The author goes on to cite a study claiming that despite the fact that a considerable number of DGUs occur each year, “it seems clear few gun owners use their weapons to protect themselves in public.” He continues:

A 2021 survey by Georgetown professor William English that estimated a relatively high number of DGUs still found that nearly 80 percent of these incidents occurred within the gun owner’s home or on their property, while only 9 percent happened in public. Meanwhile, the National Firearms Survey conducted in 2015 by scholars at Northeastern and Harvard found that only 6 percent of the minority of gun owners who carry a handgun in public had themselves actually been threatened with a gun—the sort of thing that would in theory cause them to draw their own.

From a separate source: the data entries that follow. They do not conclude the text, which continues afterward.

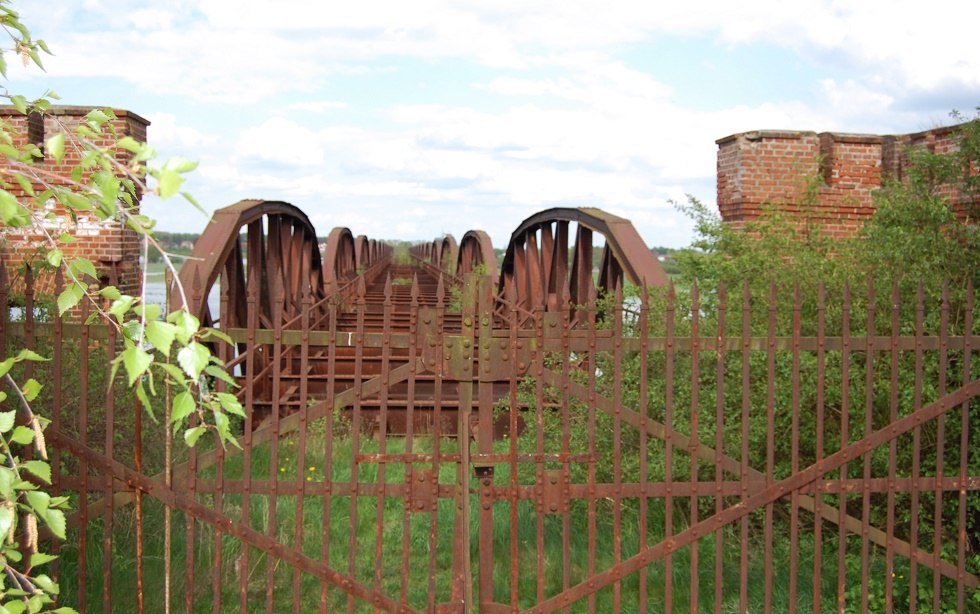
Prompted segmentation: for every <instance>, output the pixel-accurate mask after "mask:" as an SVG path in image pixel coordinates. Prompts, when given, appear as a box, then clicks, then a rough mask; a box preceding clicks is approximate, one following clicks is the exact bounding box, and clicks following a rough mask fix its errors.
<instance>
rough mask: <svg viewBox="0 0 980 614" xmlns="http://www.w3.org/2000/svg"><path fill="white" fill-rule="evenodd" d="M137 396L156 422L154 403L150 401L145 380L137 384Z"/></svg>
mask: <svg viewBox="0 0 980 614" xmlns="http://www.w3.org/2000/svg"><path fill="white" fill-rule="evenodd" d="M136 397H137V398H138V399H139V400H140V405H141V406H142V407H143V409H145V410H146V413H147V415H148V416H150V419H151V420H153V422H154V423H156V421H157V417H156V414H154V413H153V403H151V402H150V397H149V396H148V395H147V394H146V388H145V387H144V386H143V382H140V383H138V384H137V385H136Z"/></svg>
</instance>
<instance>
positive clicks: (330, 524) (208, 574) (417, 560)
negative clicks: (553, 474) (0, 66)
mask: <svg viewBox="0 0 980 614" xmlns="http://www.w3.org/2000/svg"><path fill="white" fill-rule="evenodd" d="M324 439H325V437H324V435H323V431H322V428H321V429H320V432H319V434H314V435H312V436H311V437H310V438H309V440H308V452H307V454H306V455H305V457H304V458H300V457H299V454H298V445H297V442H296V439H293V438H285V439H283V440H282V442H281V445H280V447H279V451H278V455H279V459H278V462H277V469H276V473H277V475H278V476H279V479H280V480H285V481H292V482H299V481H302V482H304V483H305V485H306V486H307V488H308V493H307V495H306V496H305V497H303V498H302V500H301V498H300V497H299V496H295V495H280V496H278V497H277V498H276V499H275V505H274V507H275V512H274V515H275V520H274V521H272V515H273V510H272V508H273V499H272V497H271V496H270V495H265V494H252V495H251V496H250V497H249V506H250V512H251V513H250V516H251V520H250V525H251V526H252V528H254V529H256V530H257V531H260V532H263V533H266V534H269V535H273V536H274V537H275V538H276V539H277V540H278V541H279V542H281V543H283V544H285V545H286V546H287V547H298V548H299V549H300V550H301V551H302V552H303V553H304V554H306V555H307V556H309V557H311V558H312V559H314V560H320V559H321V556H322V555H323V552H324V539H327V540H328V543H327V551H328V552H327V558H328V559H329V561H330V566H331V567H332V568H333V569H335V570H337V571H340V572H342V573H346V574H350V575H352V576H353V577H355V578H356V579H357V580H358V581H360V582H363V583H364V584H366V585H367V586H369V587H377V588H380V589H381V591H383V592H384V593H385V594H386V595H388V596H390V597H392V598H393V599H395V600H398V599H401V598H404V599H406V600H407V602H408V603H409V604H410V605H411V606H412V607H413V608H417V609H420V610H429V609H430V608H431V607H432V606H433V605H435V604H438V603H442V602H446V601H448V600H449V599H450V596H451V595H450V590H451V580H452V577H451V575H452V567H453V560H452V559H453V553H452V533H453V524H454V519H455V513H456V506H455V504H454V503H455V502H454V501H453V500H452V499H450V498H445V499H442V500H441V501H440V503H439V507H438V512H437V513H435V514H434V515H433V514H429V513H406V510H405V503H404V501H403V500H402V499H401V498H396V497H387V498H385V499H384V501H383V502H382V501H379V499H378V498H377V497H374V496H358V497H356V499H355V503H354V505H352V503H351V498H350V497H346V496H336V495H333V496H331V495H327V496H323V495H322V493H323V490H322V487H323V481H324V478H325V476H326V475H327V472H329V473H330V475H331V478H332V481H333V482H334V483H350V481H351V479H352V473H353V472H354V471H355V470H356V471H357V474H358V475H357V481H358V482H359V483H362V484H376V483H378V482H379V481H380V480H381V479H382V476H381V473H382V470H380V469H379V467H380V465H378V464H375V463H361V464H359V465H357V466H356V467H355V466H354V465H353V464H352V462H351V460H350V459H351V458H352V443H353V440H352V439H351V438H350V437H347V436H340V437H336V438H331V439H332V454H331V455H330V457H329V458H330V462H329V463H328V462H327V456H326V455H325V454H324ZM454 445H455V444H454V443H453V441H447V442H444V444H443V451H444V452H450V453H451V452H453V451H454V450H453V449H452V447H453V446H454ZM431 446H432V440H431V439H424V438H417V439H416V441H415V451H416V452H424V451H427V450H428V449H431ZM404 448H405V440H404V439H402V438H390V439H389V440H388V442H387V452H388V453H400V452H403V451H404ZM359 450H360V452H361V453H373V452H377V451H378V442H377V441H375V440H370V439H366V438H361V439H360V443H359ZM251 460H252V475H253V476H254V478H255V479H256V480H261V479H266V478H268V477H269V475H270V474H271V473H272V472H273V467H272V466H271V460H272V450H271V449H270V448H269V446H259V447H256V448H255V449H254V451H253V454H252V459H251ZM242 466H243V465H242V457H241V456H240V455H237V456H235V457H232V458H229V460H228V462H227V463H226V466H225V479H226V480H237V479H241V478H242V477H243V469H242ZM428 466H429V467H431V465H428ZM418 468H419V469H421V468H423V466H422V465H418ZM530 470H531V471H533V466H531V468H530ZM383 473H384V475H383V479H384V481H385V482H387V483H390V484H400V483H404V479H405V466H404V465H403V464H400V463H389V464H386V465H385V469H384V470H383ZM506 476H507V469H506V466H500V467H499V468H498V471H497V475H496V478H495V479H496V481H497V482H498V483H500V484H504V483H506V479H507V477H506ZM211 477H214V470H213V469H211V470H208V471H206V472H203V473H202V474H201V478H202V479H206V478H211ZM527 479H528V478H526V476H522V479H521V481H522V483H528V482H527V481H526V480H527ZM530 479H531V480H532V481H533V476H532V477H531V478H530ZM439 481H440V483H441V484H447V485H452V484H455V482H456V466H455V464H453V463H445V464H443V465H442V466H441V467H440V469H439ZM198 499H199V500H200V501H201V502H204V503H207V504H208V505H212V506H213V505H214V499H213V497H212V496H211V495H198ZM470 505H471V508H472V510H473V512H472V518H471V526H470V542H471V561H472V566H473V570H472V572H473V575H474V591H475V590H476V588H475V587H476V586H477V584H476V574H477V573H478V570H477V569H476V568H475V567H476V562H477V550H476V547H477V526H476V510H477V506H478V505H479V501H478V500H477V497H476V495H472V496H471V500H470ZM243 506H244V498H243V496H242V495H241V494H225V496H224V501H223V504H222V510H223V512H224V513H226V514H228V515H229V516H231V517H232V518H235V519H236V520H238V519H240V518H241V516H242V509H243ZM300 506H301V508H300ZM621 510H622V527H623V530H622V532H621V539H622V553H623V557H624V558H626V557H629V556H630V555H632V554H634V553H636V552H638V550H639V545H640V531H639V526H640V523H639V513H638V504H637V501H636V500H626V501H624V502H623V505H622V507H621ZM494 511H495V514H494V530H495V538H494V542H495V543H494V547H495V562H494V578H495V580H494V582H495V586H494V599H495V600H496V601H498V602H505V603H506V602H509V601H510V596H511V588H512V587H511V585H510V578H511V565H512V564H516V566H517V578H518V586H517V592H518V604H519V606H520V607H522V608H524V607H529V606H531V605H533V604H534V603H535V602H536V595H537V592H538V589H539V579H540V583H541V587H540V588H541V591H542V592H543V594H544V596H545V597H546V598H547V597H549V596H552V595H555V594H557V593H559V592H560V591H561V589H562V584H563V575H564V572H565V570H564V565H563V550H562V543H563V540H564V538H565V531H566V529H565V526H564V520H563V517H562V516H561V515H547V516H545V517H544V519H543V522H542V527H543V530H544V533H543V542H544V549H543V568H544V574H543V575H542V576H539V574H538V571H537V556H536V553H537V542H538V517H537V514H536V511H535V505H534V502H533V501H521V502H520V504H519V505H518V509H517V516H518V521H517V526H516V538H517V540H518V544H517V552H518V558H517V560H516V562H515V561H513V560H512V558H511V539H512V537H511V536H512V531H511V527H510V504H509V503H507V502H497V503H496V506H495V508H494ZM612 511H613V510H612V502H611V501H608V500H599V501H598V502H597V514H596V517H597V523H596V544H597V546H596V555H595V568H596V569H597V570H600V571H601V570H603V569H606V568H608V567H609V566H611V565H612V563H613V560H612V543H613V524H612V523H613V520H612V518H613V513H612ZM143 513H144V535H145V556H144V560H143V564H144V570H145V574H146V575H145V577H146V585H145V596H146V604H147V607H148V610H147V611H150V612H156V611H162V608H163V603H164V600H163V590H164V586H163V576H164V573H163V572H164V567H163V552H164V541H163V534H164V532H163V506H162V505H161V504H160V503H158V502H156V501H153V500H151V499H149V498H147V499H146V503H145V505H144V511H143ZM352 514H354V515H355V517H356V519H355V522H354V524H353V526H354V527H355V529H354V532H353V535H352V533H351V526H352V524H351V515H352ZM678 516H680V514H675V518H676V517H678ZM173 518H174V524H173V526H174V529H173V541H172V544H171V552H172V556H173V570H174V571H173V578H172V589H171V591H172V592H171V594H172V596H173V600H174V611H178V612H179V611H185V600H186V599H187V598H188V596H189V597H190V599H191V602H192V607H191V610H192V611H195V612H211V611H213V596H214V583H215V582H217V585H218V592H219V594H220V601H221V608H220V610H221V611H227V612H236V611H238V608H239V599H240V590H241V587H242V575H243V574H244V575H245V577H246V581H245V587H246V593H247V607H248V609H249V610H250V611H257V610H261V609H264V607H265V603H266V597H267V587H268V586H269V581H270V578H271V583H272V586H273V587H274V589H273V599H274V607H273V610H274V611H276V612H289V611H293V607H294V602H295V603H297V604H298V606H299V611H302V612H307V611H316V610H317V608H318V607H319V603H320V597H321V589H322V588H323V587H322V586H321V583H320V581H319V580H318V579H316V578H315V577H313V576H311V575H308V574H306V573H301V574H299V591H298V592H294V590H293V586H294V585H293V582H294V569H293V568H292V567H291V566H290V565H288V564H286V563H283V562H281V561H278V560H275V559H273V560H272V561H271V562H270V560H269V559H268V558H267V555H266V554H265V553H263V552H261V551H259V550H257V549H255V548H250V549H249V552H248V560H247V564H243V561H242V560H241V558H240V555H241V552H242V546H241V543H240V542H239V541H238V540H237V539H234V538H232V537H229V536H227V535H225V536H223V537H222V538H221V541H220V544H221V545H220V547H221V563H220V566H219V565H218V564H217V562H216V545H217V542H216V539H215V535H214V532H213V530H212V529H211V528H210V527H208V526H206V525H203V524H201V523H192V526H193V530H194V537H193V539H194V541H193V548H192V552H191V554H192V556H193V558H194V563H193V566H192V567H190V566H188V549H187V543H188V541H187V540H188V528H187V523H186V519H185V518H184V516H183V514H181V513H178V512H174V514H173ZM587 519H588V514H587V506H586V504H585V502H583V501H573V502H572V505H571V506H570V511H569V517H568V522H569V528H568V530H569V534H568V542H569V544H570V552H569V569H568V575H569V577H570V583H571V584H572V585H574V584H576V583H577V582H580V581H582V580H584V579H586V577H587V573H586V572H587V569H588V566H589V549H588V543H587V541H588V539H587V536H588V529H587V523H588V520H587ZM751 520H752V525H753V528H754V530H753V534H757V533H758V534H760V537H759V538H758V539H755V540H754V541H753V542H752V543H751V544H750V546H749V548H750V554H749V584H748V597H749V611H759V610H761V609H762V608H763V598H764V586H765V581H764V578H765V575H764V574H765V567H764V565H765V563H764V557H763V552H764V546H763V544H762V542H761V530H759V527H761V521H762V518H761V516H753V517H752V519H751ZM113 522H114V525H115V527H114V531H113V541H112V546H111V549H110V552H111V558H112V561H111V563H112V574H111V594H112V602H113V606H112V609H111V611H113V612H129V611H132V609H133V608H134V607H135V606H134V597H133V596H134V594H135V590H136V572H135V569H136V565H135V530H134V525H135V523H134V511H133V508H132V506H129V507H126V508H123V509H120V510H117V511H116V512H115V515H114V518H113ZM297 522H300V523H301V524H302V532H301V537H300V540H299V541H298V542H297V541H296V523H297ZM433 522H434V523H435V526H434V527H433V524H432V523H433ZM676 522H677V523H678V524H677V526H676V529H677V530H681V529H682V528H683V525H682V524H681V523H680V521H679V520H678V521H676ZM647 523H648V527H649V530H648V533H647V543H648V544H652V543H656V542H657V541H659V540H660V539H662V537H663V532H664V531H663V527H664V507H663V501H662V500H659V499H652V500H651V502H650V505H649V506H648V511H647ZM379 524H380V526H382V527H383V529H382V532H381V536H380V544H379V543H378V537H379V536H378V530H377V527H378V526H379ZM736 528H737V527H736ZM433 529H434V530H433ZM433 533H434V535H435V538H434V540H433V539H432V537H431V534H433ZM777 535H779V533H777ZM824 536H825V538H826V537H827V536H828V532H825V533H824ZM78 537H79V536H78V535H77V534H76V535H74V536H72V535H70V536H69V540H68V545H66V547H65V549H64V550H63V561H62V565H61V575H62V591H63V593H62V594H63V603H66V604H76V605H77V603H78V594H77V590H78V588H77V582H76V579H77V578H78V575H79V565H78V556H79V555H80V554H81V553H80V552H79V551H78V548H77V544H78ZM102 537H103V535H102V521H99V520H97V521H95V522H93V523H90V525H89V528H88V532H87V536H86V539H87V543H88V547H87V548H86V552H85V557H86V563H87V567H88V580H87V591H86V592H87V599H88V607H89V610H90V611H98V608H97V605H98V604H100V603H102V601H103V598H102V594H103V593H102V591H103V585H102V568H103V548H102V546H103V543H102ZM723 540H724V542H723V543H724V547H723V549H722V552H723V557H724V560H723V569H724V575H723V578H722V582H723V585H722V592H723V601H722V611H724V612H736V611H738V605H739V580H740V577H739V575H740V574H739V551H740V549H739V541H738V537H737V535H735V534H733V533H731V532H730V531H725V532H723ZM775 542H776V543H775V544H774V550H773V553H774V554H773V569H774V571H773V573H774V577H773V583H772V586H773V604H774V607H775V609H776V610H777V611H793V610H797V609H798V610H807V611H810V610H811V609H812V573H813V569H812V560H813V551H814V544H813V540H812V533H810V532H808V531H805V530H804V531H801V539H800V545H799V548H798V551H797V556H798V560H799V562H800V563H799V567H800V569H799V572H798V578H797V579H798V586H799V594H798V598H797V603H796V604H795V605H791V604H789V602H788V586H789V574H788V568H789V566H788V561H789V557H790V552H789V540H788V537H787V536H781V537H777V539H776V540H775ZM72 544H74V546H73V545H72ZM297 544H298V545H297ZM850 548H851V549H858V548H859V543H858V542H855V544H854V545H852V546H850ZM822 550H823V559H824V569H823V573H822V574H821V576H822V578H823V584H822V591H821V593H822V595H821V602H822V607H821V609H822V610H825V611H833V609H834V606H835V604H836V596H837V588H836V578H837V570H836V564H837V557H836V554H837V546H836V541H833V540H829V541H825V542H824V543H823V545H822ZM379 552H380V557H379V556H377V555H378V553H379ZM714 553H715V545H714V536H709V537H706V538H704V539H702V540H701V541H700V542H699V550H698V556H699V559H698V561H699V562H698V571H697V573H698V576H699V578H700V580H699V586H698V594H699V610H700V611H703V612H713V611H715V607H714V593H715V585H714V569H715V562H714ZM690 557H691V550H690V548H685V549H682V550H680V551H679V552H678V553H677V554H676V555H675V556H674V557H673V561H672V563H673V567H672V574H673V586H674V599H673V606H674V610H675V611H685V612H687V611H690V605H689V603H690V602H689V594H690V592H691V578H690ZM403 564H406V565H407V569H408V576H407V581H406V582H405V583H404V584H403V582H402V571H401V570H402V566H403ZM906 569H907V564H906ZM665 570H666V567H665V565H664V563H663V562H660V563H657V564H654V565H651V566H649V567H648V568H647V571H646V593H647V603H648V609H650V611H663V610H664V606H665V603H664V585H665V578H664V576H665V573H666V571H665ZM897 570H898V571H897V573H902V571H903V570H902V567H901V565H899V567H897ZM855 571H856V572H857V573H856V574H855V573H852V572H850V571H849V573H848V583H849V584H848V587H847V588H848V593H849V595H853V592H854V591H855V590H857V591H859V590H860V585H859V584H857V583H856V582H859V580H857V579H859V578H860V570H855ZM905 573H907V571H906V572H905ZM187 574H190V576H191V577H192V579H193V580H192V588H191V590H190V591H188V589H187V586H188V584H187V577H188V576H187ZM883 575H884V559H883V557H882V556H880V555H876V556H873V557H872V570H871V577H872V580H873V585H872V587H871V593H872V597H875V594H876V593H875V591H876V590H877V591H879V592H880V589H881V586H880V585H881V584H882V578H883ZM926 577H927V576H924V575H923V574H922V573H920V579H925V578H926ZM851 578H856V579H855V580H853V581H852V580H851ZM640 581H641V580H640V576H639V574H636V573H634V574H632V575H629V576H626V577H625V578H624V579H623V581H622V584H621V595H622V611H636V610H637V608H638V606H639V604H638V596H639V594H640ZM876 587H877V588H876ZM858 594H859V593H858ZM854 596H856V595H854ZM326 597H327V603H328V611H336V610H338V609H346V608H347V606H348V598H347V596H346V594H345V593H343V592H342V591H341V590H340V589H338V588H335V587H328V591H327V595H326ZM612 604H613V589H612V587H607V588H605V589H602V590H600V591H599V592H598V593H597V595H596V606H595V607H596V609H597V611H602V612H604V611H611V610H612ZM93 606H96V607H93ZM353 607H354V611H357V612H361V611H365V612H367V611H372V607H371V606H370V604H367V603H364V602H360V601H356V602H354V603H353ZM587 609H588V602H587V601H582V602H581V603H578V604H574V605H573V607H572V608H571V611H573V612H578V611H586V610H587Z"/></svg>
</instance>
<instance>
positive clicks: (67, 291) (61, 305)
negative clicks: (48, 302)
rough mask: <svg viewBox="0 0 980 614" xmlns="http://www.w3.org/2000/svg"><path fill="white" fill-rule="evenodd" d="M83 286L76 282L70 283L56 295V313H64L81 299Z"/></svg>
mask: <svg viewBox="0 0 980 614" xmlns="http://www.w3.org/2000/svg"><path fill="white" fill-rule="evenodd" d="M84 294H85V288H84V287H83V286H82V285H81V284H78V283H73V284H70V285H69V286H68V287H67V288H65V289H64V290H62V292H61V294H59V295H58V315H64V314H66V313H68V312H69V311H71V309H72V308H73V307H74V306H75V305H77V304H78V302H79V301H81V300H82V296H84Z"/></svg>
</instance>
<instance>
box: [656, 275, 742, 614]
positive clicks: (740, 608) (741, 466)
mask: <svg viewBox="0 0 980 614" xmlns="http://www.w3.org/2000/svg"><path fill="white" fill-rule="evenodd" d="M751 338H752V303H751V292H750V291H749V282H748V281H746V282H744V283H743V285H742V415H741V423H740V424H741V427H742V432H741V441H742V449H741V454H740V457H739V458H740V460H741V468H740V472H739V482H740V486H739V490H740V493H739V495H740V498H741V501H742V504H743V505H745V502H746V501H747V500H748V498H749V436H750V433H749V418H750V415H749V409H750V408H751V407H752V393H751V390H752V387H751V384H752V381H751V379H750V377H751V370H750V366H751V360H750V359H751ZM667 433H668V434H669V433H670V427H669V426H668V430H667ZM739 541H740V542H741V544H740V545H739V589H738V611H739V612H741V614H746V613H747V612H748V611H749V517H748V515H745V516H743V517H742V524H741V527H740V531H739Z"/></svg>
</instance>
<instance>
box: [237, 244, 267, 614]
mask: <svg viewBox="0 0 980 614" xmlns="http://www.w3.org/2000/svg"><path fill="white" fill-rule="evenodd" d="M252 226H253V225H249V229H248V232H249V248H250V253H249V256H250V260H249V267H248V277H249V282H248V289H247V294H246V302H247V304H248V309H247V314H248V322H247V324H248V326H247V328H246V333H245V352H246V355H247V356H248V360H247V361H246V362H245V437H244V441H243V442H242V448H243V450H242V480H243V481H244V485H243V488H242V524H243V525H245V526H246V527H251V526H252V523H251V519H252V431H253V430H255V420H254V415H255V371H256V362H258V360H259V353H260V351H261V348H259V346H258V345H257V344H256V342H255V334H256V329H257V328H258V327H259V309H260V307H259V297H258V284H259V272H260V269H259V266H258V255H257V254H254V256H255V259H252V256H253V254H252V251H253V250H251V247H252V235H253V233H254V231H253V230H252ZM259 230H261V229H259ZM259 236H260V238H261V235H259ZM241 548H242V551H241V553H240V554H239V555H238V561H237V564H236V567H237V571H238V582H239V583H238V610H239V611H240V612H249V611H250V610H249V607H248V580H249V575H250V573H249V572H250V567H249V563H248V559H249V556H248V555H249V547H248V546H247V545H245V544H242V546H241Z"/></svg>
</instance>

Let’s take the study with the lowest estimate of annual DGUs, which is 70,040. If Professor English’s study is accurate, this means about 6,304 incidents in which one uses a firearm to defend themselves occur each year. These are not small numbers. These individuals could easily add more than 6,000 to the annual total if they were not armed. Again, the study’s findings do not justify preventing people from bearing arms in public.

Moreover, the National Firearms Survey’s findings that only six percent of gun owners who conceal carry have been threatened with a gun is irrelevant. The author does not believe that being threatened by a gun is the only reason an individual could use a firearm in defense of themselves. Not all threats are made with firearms.

I’ll give credit to Yablon for actually trying to take on the DGU argument. It is almost impossible to combat, so most left-leaning people avoid it. It is difficult to argue for the disarmament of the citizens if there are more gun-homicides that people defending themselves with guns. Indeed, I’d posit that they avoid responding to the DGU issue because they want to keep their audience ignorant of the fact that they occur more often than one would think–and annihilates the argument that “Good Guys With Guns” don’t exist.